Gejala anemia (Sumber : Dr. dr. Diana Sunardi, MGizi, SpGK/diolah)
Perlu diketahui bahwa anemia diklasifisikan berdasarkan umur. Juga, terbagi berdasarkan kondisi anemia ringan, anemia sedang dan anemia berat. Untuk lebih jelasnya, anda bisa lihat pada tabel berikut.
Populasi anemia berdasarkan umur (Sumber : Dr. dr. Diana Sunardi, MGizi, SpGK/diolah)
Menurut Dokter Spesialis
Gizi Klinik dari Indonesian Nutrition Association (INA) Dr. dr. Diana
Sunardi, MGizi, SpGK yang disampaikan dalam acara webinar Danone Indonesia
tanggal 28 Januari 2021 lalu, menyatakan bahwa anemia akan memberikan dampak
jangka panjang anemia, yaitu: 1) daya tahan tubuh menurun; 2) kebugaran menurun;
3) infeksi meningkat; 4) kinerja menurun; dan 5) prestasi menurun. Maka,
memahami penyebab anemia sangatlah penting. Adapun, penyebab anemia bisa
dilihat pada gambar berikut.
Penyebab anemia (Sumber : Dr. dr. Diana Sunardi, MGizi, SpGK/diolah)
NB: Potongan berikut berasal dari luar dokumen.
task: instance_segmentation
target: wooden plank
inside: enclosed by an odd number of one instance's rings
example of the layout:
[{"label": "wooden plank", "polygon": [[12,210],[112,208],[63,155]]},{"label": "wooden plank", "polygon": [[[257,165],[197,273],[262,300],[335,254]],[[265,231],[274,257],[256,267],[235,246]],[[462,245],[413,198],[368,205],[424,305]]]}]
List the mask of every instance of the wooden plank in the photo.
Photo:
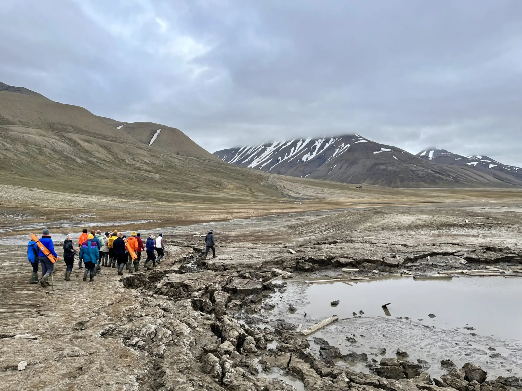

Dari gambar di atas, menunjukan
bahwa masalah asupan makanan menjadi penyebab anemia. Kondisi ini sangat berbahaya,
jika terjadi Ibu Hamil. Di mana, Ibu Hamil adalah sosok yang akan melahirkan generasi
bangsa. Gejala anemia pada Ibu Hamil bisa terlihat dengan kondisi sebagai
berikut : 1) wajah, terutama kelopak mata dan bibir pucat; 2) kurang nafsu
makan; 3) Lesu dan Lemah; 4) cepat Lelah; dan 5) sering pusing dan mata
berkunang-kunang.
Ketika Ibu Hamil
mengalami kondisi anemia, maka akan menimbulkan dampak ke generasi berikutnya. Anak
yang dilahirkan cenderung akan mengalami kondisi anemia. Karena, asupan makanan
yang terjadi pada Ibu Hamil. Khususnya, sumber bahan makanan yang mengandung
Zat Besi sangat rendah. Kondisi tersebut
akan berlanjut ke anak-anak yang dilahirkan.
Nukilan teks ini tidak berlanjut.